Immediately after President Barack Obama announced Judge Sonia Sotomayer as his nominee to the Supreme Court, conservatives unleashed a torrent of snarky criticism led by their pit bull and spiritual guide, Rush Limbaugh. So shrill were the criticisms that it is no wonder that the party of "NO" is dwindling into the party of NO ONE!
With less than one quarter of the country identifying themselves as Republicans, the party is struggling to find its way. Today few Americans have empathy (pardon the expression conservatives) for what's left of the GOP, and no wonder. The notion that Judge Sotomayer practices "reverse discrimination" is absurd and reflects the Republican tendency to use scare tactics.
A key element of the attacks is Judge Sotomayer's 2001 speech made at the University of California, Berkeley, School of Law entitled, "Raising the Bar: Latino and Latina Presence in the Judiciary and the Struggle for Representation." At one point Judge Sotomayer said, "I would hope that a wise Latina woman with the richness of her experiences would more often than not reach a better conclusion than a white male who just hasn't lived that life."
Conservatives have seized on this statement as evidence that she is racist. They do not understand that this is an aspirational statement, not a condemnation of white males. It is also an incomplete representation of what she said. The judge went on to say, "I am reminded each day that I render decisions that affect people concretely and that I owe them constant and complete vigilance in checking my assumptions, presumptions and perspectives and ensuring that to the extent that my limited abilities and capabilities permit me, that I reevaluate them and change as circumstances and cases before me requires. I can and do aspire to be greater than the sum total of my experiences but I accept my limitations. I willingly accept that we who judge must not deny the differences resulting from experience and heritage but attempt, as the Supreme Court suggests, continuously to judge when those opinions, sympathies and prejudices are appropriate."
Another criticism centers on Judge Sotomayor's role in a dispute between the city of New Haven and a group of white and Hispanic firefighters. Here she was on a three judge panel that unanimously ruled the city was within its right to throw out results of a promotional exam because too few minorities scored high enough. The decision relied on precedent not on judicial activism. The case, known as the New Haven 20, is now before the Supreme Court.

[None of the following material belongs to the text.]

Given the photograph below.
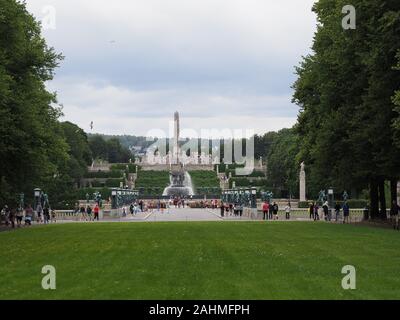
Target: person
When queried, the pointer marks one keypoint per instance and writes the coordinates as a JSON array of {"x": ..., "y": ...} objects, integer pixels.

Conservatives also cite a speech Judge Sotomayer made at Duke University in 2005 as evidence she will make policy from the bench. She said, "Court of appeals is where policy is made. And I know this is on tape and I shouldn't say that because we don't make law." But they leave out or dismiss the follow on sentence, "I'm not promoting it, I'm not advocating it . . . " She went on to clarify her comment, "When you're on the district court, you're looking to do justice in the individual case, so you're looking much more to the facts of the case than you are to the application of the law because the application of the law is not precedential, so the facts control. On the court of appeals, you're looking to how the law is developing so that it will then be applied to a broad class of cases. So you're always thinking about the ramifications of this ruling on the next step of the development of the law."
Judge Sotomayer may have been blindsided by an anonymous quote that she in not really smart. The fact that she finished second in her class at Princeton University and edited the Yale Law Review seems to indicate the opposite. But that did not persuade Republican strategist Karl Rove from spouting this comment: "I know lots of stupid people who went to Ivy League schools." Never mind that his former boss, President George Bush, was barely an average student at Yale.
At best, these points will make for a lively discussion when Judge Sotomayer seeks confirmation before the Senate Judiciary Committee. But Republicans have to tread carefully or they risk alienating the few Hispanic supports they do have. There are already more Hispanics in the United States than there are Canadians in Canada. Soon there may be more Hispanics than Republicans.
Judge Sotomayer's life story is powerful and compelling. Raised in a Bronx housing project, she has had to overcome great obstacles to achieve success. Unless something more serious comes up, Judge Sotomayer will take her place on the Supreme Court. She will be the third woman and first Hispanic to serve her country as a justice. She is living the American dream.